Objective (Loss) functions. The standard machine learning paradigm is to (1) define an objective function that captures performance of a model on a given task and (2) optimization that objective with respect to some parameters. We saw a variety of loss functions in this course: (here, {$f(x)$} is a predictive model that returns a real-valued number)
0–1 (binary) | Squared | Exponential | Log | Hinge |
---|---|---|---|---|
{$\mathbf{1}(y \ne \textrm{sign}(f(x))$} | {$(y-f(x))^2$} | {$\exp\{-yf(x)\}$} | {$\log(1 + \exp\{-yf(x)\}) $} | {$\max\{0, 1-yf(x)\} $} |
The key thing to remember is that we can often understand the behavior of an algorithm by figuring out and analyzing the behavior of the loss function that it optimizes and how it optimizes it.
Regularization: MLE vs. MAP. We will learn that the phenomenon of overfitting can occur if we optimize our objective on training data too tightly. To explicitly control the extent to which we “trust” the training data, we introduced the concept of priors or regularization.
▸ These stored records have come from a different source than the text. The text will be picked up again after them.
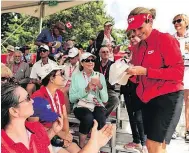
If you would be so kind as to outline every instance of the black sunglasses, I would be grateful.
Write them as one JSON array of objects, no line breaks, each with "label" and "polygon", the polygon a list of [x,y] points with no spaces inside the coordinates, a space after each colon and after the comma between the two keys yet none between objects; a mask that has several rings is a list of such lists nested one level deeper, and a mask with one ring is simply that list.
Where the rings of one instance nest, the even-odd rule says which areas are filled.
[{"label": "black sunglasses", "polygon": [[83,62],[86,62],[86,63],[93,62],[94,63],[95,60],[94,59],[84,59]]},{"label": "black sunglasses", "polygon": [[46,50],[46,49],[39,49],[39,52],[40,52],[40,53],[41,53],[41,52],[45,53],[45,52],[48,52],[48,50]]},{"label": "black sunglasses", "polygon": [[23,103],[23,102],[30,102],[30,101],[31,101],[31,98],[30,98],[30,95],[28,94],[27,97],[26,97],[26,99],[20,101],[19,104]]},{"label": "black sunglasses", "polygon": [[177,19],[177,20],[173,21],[173,24],[175,24],[175,23],[181,23],[181,22],[182,22],[182,19]]}]

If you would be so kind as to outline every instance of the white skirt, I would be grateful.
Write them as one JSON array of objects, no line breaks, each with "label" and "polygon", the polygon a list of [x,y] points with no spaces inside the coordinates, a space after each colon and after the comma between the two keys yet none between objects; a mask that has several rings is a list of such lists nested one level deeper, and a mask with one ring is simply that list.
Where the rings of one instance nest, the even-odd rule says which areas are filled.
[{"label": "white skirt", "polygon": [[184,69],[184,89],[189,89],[189,67]]}]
If {$\mathcal{D}_X$}, {$\mathcal{D}_Y$} are the dataset, and {$\theta$} our parameters, then probabilistically we have
{$ \log P(\mathcal{D}_X,\mathcal{D}_Y,\theta) = \log P(\mathcal{D}_X,\mathcal{D}_Y \mid \theta) + \log P(\theta) = -loss(\theta) + regularizer(\theta) $}
In practice, we can substitute whatever loss function we like and whatever regularization function we like, provided we can still solve the resulting optimization problem.
Convex: Gradient descent. How do we solve optimization problems? We will see a very simple, powerful method for optimization convex objectives: gradient descent (or ascent for concave functions.) All we need to do is be able to compute a gradient (or any sub-gradient, if the function is not differentiable) at every point.